When it comes to sudden cardiac arrest—when the heart stops beating—every minute matters. The sooner a person gets blood flowing to their brain again, the better their chance of recovery.
But survival rates for people who suffer cardiac arrest outside of a hospital are notoriously poor, hovering around 10 percent nationally.
This year, law enforcement officers and first responders across Minnesota are being equipped with more than 8,300 automated external defibrillators (AEDs) to help improve that dire statistic. The effort is made possible by an $18.8 million grant to the University of Minnesota Medical School from the Leona M. and Harry B. Helmsley Charitable Trust.
The three-year project aims to equip every law enforcement vehicle in the state with an AED and train agencies to deliver immediate care to victims before emergency medical services arrive. AEDs should be used within the first three to five minutes of a person’s cardiac arrest to ensure the best possible outcome.
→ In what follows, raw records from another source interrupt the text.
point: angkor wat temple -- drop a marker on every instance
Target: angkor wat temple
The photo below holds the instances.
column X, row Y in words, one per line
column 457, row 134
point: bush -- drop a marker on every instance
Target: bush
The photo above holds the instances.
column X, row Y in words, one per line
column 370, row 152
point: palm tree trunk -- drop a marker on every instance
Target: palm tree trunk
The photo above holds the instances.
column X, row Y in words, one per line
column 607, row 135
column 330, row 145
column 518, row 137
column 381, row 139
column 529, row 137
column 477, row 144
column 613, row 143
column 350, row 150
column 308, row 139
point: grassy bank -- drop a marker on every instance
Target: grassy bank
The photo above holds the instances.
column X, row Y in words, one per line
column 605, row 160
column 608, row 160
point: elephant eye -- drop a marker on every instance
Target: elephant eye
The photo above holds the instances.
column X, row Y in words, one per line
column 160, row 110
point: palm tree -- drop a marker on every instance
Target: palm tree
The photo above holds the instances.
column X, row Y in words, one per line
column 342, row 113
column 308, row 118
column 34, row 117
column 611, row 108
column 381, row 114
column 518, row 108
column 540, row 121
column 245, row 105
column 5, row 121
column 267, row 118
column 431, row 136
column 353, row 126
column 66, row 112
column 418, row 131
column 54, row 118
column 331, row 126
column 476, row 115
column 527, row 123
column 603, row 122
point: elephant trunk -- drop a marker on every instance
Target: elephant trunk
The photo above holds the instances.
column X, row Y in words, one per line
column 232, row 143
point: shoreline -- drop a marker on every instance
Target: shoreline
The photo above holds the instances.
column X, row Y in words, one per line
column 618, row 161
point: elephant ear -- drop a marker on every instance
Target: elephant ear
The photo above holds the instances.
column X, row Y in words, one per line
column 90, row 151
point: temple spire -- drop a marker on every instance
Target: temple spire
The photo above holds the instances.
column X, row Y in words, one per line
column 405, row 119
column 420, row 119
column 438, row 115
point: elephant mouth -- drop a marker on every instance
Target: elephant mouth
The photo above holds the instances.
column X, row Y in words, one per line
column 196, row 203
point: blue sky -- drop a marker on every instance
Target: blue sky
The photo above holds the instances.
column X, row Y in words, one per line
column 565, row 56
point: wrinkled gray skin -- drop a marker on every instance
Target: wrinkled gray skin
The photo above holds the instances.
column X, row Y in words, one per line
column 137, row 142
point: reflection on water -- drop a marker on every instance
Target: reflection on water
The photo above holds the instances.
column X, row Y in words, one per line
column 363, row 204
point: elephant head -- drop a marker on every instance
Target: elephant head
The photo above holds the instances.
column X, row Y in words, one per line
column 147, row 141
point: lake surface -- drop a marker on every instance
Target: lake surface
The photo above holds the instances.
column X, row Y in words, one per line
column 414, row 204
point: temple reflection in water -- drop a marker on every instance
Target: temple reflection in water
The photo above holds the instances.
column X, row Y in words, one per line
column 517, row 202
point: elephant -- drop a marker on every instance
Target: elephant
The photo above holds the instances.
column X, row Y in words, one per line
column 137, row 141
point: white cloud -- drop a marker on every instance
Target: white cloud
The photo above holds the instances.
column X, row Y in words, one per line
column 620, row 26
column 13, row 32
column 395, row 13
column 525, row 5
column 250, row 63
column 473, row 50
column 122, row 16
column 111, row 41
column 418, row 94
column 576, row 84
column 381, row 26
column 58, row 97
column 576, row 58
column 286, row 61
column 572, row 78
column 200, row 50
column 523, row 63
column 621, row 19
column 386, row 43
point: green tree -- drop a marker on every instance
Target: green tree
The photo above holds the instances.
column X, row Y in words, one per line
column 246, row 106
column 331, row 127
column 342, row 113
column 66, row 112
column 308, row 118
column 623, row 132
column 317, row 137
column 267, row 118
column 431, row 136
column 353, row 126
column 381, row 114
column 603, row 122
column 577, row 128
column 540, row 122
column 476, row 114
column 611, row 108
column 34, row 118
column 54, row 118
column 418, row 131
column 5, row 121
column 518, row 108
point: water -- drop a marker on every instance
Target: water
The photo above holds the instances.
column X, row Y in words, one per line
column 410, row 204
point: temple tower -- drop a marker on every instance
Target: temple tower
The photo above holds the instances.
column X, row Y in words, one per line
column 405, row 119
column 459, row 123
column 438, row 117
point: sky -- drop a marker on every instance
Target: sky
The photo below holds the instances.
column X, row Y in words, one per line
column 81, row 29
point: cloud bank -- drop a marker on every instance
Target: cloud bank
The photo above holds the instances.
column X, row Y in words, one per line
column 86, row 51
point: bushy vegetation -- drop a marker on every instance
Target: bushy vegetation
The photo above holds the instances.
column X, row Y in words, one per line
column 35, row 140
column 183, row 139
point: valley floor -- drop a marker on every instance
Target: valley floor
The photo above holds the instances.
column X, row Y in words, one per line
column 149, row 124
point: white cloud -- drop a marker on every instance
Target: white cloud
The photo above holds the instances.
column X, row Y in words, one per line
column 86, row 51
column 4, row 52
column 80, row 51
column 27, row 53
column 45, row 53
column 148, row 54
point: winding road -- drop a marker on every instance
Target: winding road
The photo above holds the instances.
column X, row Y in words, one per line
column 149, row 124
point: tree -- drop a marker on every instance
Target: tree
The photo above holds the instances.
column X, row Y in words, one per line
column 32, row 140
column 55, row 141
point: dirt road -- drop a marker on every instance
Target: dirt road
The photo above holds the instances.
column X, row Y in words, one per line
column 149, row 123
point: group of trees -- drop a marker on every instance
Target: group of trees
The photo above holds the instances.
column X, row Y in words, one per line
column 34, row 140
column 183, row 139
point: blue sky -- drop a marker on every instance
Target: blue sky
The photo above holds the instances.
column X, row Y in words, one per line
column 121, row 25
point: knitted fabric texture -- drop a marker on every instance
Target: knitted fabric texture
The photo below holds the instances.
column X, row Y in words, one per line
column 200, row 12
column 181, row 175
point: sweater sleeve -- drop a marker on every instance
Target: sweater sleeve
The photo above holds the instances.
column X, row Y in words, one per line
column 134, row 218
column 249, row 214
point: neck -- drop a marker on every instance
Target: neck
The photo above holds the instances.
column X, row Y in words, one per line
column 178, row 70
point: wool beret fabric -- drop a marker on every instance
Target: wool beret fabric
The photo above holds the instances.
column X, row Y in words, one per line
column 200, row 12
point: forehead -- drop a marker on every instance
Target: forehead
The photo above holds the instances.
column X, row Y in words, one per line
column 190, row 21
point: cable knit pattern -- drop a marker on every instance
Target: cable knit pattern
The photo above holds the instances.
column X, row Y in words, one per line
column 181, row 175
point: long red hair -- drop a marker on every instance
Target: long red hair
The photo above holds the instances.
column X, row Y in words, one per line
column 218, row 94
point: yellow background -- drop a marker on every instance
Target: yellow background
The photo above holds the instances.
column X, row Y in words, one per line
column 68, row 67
“With the Helmsley Charitable Trust’s new grant, thousands of AEDs will be deployed by first responders to serve and treat hundreds of victims of sudden [cardiac arrest] each year in all corners of urban, suburban, and rural Minnesota,” says Demetri Yannopoulos, director of the Medical School’s Center for Resuscitation Medicine and holder of the R. K. Eddy Endowed Chair in Cardiovascular Resuscitation. “Defibrillators are one of the few known lifesaving technologies in cardiac arrest,” he says. “We anticipate that hundreds of lives will be saved in the next few years by this effort.”